Cleveland's athleticism is obvious. It shows up on tape, and it showed up in a big way at the combine. He has the burst to execute reach blocks, pull around the formation, get to the second level, and get out in front of screens.
The issue is pass protection. Cleveland had significant struggles at times with anchoring against edge rushers and playing with proper balance and hand technique. He's very raw and needs a lot of work, both in the weight room and with Rick Dennison and the Vikings' coaching staff. A turf toe injury in 2019 didn't help, but he showed concerning moments on tape dating back to his redshirt freshman and sophomore years.
For that reason, I don't expect Cleveland to start in Week 1 against the Packers. Going from the Mountain West to the NFL – especially with a shortened offseason in which he hasn't yet gotten into the Vikings' facility – would likely be a recipe for disaster, and he would almost certainly give up a great deal of pressure on Kirk Cousins' blindside.
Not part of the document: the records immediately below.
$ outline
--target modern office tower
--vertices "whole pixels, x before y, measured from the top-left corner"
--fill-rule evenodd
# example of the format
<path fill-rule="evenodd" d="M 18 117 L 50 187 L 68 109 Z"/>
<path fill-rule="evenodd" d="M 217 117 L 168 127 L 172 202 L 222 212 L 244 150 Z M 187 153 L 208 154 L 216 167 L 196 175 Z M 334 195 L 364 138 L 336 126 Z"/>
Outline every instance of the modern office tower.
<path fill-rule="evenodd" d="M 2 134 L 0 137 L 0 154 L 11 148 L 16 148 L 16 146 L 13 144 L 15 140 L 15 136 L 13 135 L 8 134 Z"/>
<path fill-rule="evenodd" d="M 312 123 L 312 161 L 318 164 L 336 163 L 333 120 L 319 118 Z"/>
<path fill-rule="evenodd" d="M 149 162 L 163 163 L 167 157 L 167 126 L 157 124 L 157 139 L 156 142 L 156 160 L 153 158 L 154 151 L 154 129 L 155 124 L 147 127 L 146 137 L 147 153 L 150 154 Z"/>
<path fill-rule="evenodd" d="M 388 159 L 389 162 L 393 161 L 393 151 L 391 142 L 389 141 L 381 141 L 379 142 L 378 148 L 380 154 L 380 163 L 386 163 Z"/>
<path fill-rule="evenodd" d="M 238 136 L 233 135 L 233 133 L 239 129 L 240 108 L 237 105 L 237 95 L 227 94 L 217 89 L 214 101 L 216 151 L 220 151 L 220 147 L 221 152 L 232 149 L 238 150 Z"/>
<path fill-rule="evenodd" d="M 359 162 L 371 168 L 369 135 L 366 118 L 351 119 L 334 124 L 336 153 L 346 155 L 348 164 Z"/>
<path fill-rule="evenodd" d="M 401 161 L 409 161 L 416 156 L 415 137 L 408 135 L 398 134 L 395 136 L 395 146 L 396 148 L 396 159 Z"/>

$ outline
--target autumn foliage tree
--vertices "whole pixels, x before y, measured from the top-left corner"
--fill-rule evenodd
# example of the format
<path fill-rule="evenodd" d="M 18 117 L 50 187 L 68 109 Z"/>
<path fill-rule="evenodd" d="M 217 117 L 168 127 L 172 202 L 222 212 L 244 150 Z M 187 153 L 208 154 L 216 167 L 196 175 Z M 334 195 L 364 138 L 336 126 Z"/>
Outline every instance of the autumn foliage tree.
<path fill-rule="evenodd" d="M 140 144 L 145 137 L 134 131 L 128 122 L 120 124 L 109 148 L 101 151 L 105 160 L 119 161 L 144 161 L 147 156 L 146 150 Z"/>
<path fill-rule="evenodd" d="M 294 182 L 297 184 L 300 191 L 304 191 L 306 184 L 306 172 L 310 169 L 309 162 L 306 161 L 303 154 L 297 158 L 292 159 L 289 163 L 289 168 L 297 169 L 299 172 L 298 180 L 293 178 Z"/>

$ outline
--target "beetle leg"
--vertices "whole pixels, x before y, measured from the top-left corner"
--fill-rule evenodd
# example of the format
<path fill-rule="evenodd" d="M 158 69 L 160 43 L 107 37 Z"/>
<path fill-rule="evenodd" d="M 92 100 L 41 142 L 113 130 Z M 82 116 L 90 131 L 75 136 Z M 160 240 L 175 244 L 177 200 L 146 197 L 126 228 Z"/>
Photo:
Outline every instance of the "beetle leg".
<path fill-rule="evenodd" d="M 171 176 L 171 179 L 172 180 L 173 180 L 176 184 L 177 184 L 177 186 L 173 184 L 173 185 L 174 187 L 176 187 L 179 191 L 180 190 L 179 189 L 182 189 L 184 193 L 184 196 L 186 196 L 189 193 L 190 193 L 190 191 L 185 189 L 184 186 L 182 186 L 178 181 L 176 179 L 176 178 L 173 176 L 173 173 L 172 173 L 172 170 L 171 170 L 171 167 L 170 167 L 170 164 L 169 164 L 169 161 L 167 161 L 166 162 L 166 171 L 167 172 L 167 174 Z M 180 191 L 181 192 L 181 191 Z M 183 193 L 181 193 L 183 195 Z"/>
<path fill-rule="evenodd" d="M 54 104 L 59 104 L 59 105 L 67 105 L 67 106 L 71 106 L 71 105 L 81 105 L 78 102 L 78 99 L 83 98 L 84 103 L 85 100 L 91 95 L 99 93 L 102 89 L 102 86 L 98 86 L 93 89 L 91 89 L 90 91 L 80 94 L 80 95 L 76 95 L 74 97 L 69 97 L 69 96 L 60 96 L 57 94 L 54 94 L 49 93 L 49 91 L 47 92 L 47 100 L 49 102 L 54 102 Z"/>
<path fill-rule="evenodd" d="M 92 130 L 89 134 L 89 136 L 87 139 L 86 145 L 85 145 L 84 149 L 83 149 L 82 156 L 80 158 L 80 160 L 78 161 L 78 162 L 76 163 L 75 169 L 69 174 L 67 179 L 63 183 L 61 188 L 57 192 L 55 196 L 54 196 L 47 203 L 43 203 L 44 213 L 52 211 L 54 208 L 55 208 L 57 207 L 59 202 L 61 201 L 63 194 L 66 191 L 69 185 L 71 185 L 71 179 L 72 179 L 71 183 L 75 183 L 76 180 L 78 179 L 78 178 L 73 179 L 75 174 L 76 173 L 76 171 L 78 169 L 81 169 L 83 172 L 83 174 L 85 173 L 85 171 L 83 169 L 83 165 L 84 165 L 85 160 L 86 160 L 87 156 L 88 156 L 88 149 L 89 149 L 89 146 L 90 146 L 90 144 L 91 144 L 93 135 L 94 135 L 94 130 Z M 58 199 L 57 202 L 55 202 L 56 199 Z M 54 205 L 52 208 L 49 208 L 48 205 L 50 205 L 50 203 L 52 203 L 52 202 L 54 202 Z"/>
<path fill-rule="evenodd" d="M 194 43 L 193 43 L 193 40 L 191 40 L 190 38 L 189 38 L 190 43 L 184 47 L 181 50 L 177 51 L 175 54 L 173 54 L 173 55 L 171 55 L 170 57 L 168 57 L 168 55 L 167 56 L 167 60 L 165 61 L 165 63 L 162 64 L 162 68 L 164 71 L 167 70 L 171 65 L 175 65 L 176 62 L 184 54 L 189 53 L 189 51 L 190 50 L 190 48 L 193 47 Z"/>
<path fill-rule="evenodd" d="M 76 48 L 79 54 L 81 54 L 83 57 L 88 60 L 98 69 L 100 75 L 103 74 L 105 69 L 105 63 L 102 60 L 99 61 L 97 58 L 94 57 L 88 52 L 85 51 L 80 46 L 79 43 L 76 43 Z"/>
Remember, O'Neill didn't start as a rookie until Rashod Hill got hurt in October 2018, and despite the well-known fact that he wasn't charged with a sack that season, he was average at best in pass protection.
I think the logical move is for Riley Reiff to open the 2020 season as the Vikings' left tackle, with Cleveland potentially taking over at some point midway through the year. If the Boise State product can follow in the footsteps of O'Neill and develop into a stout pass protector on the left side, the Vikings will have the league's most athletic tackle duo for years to come.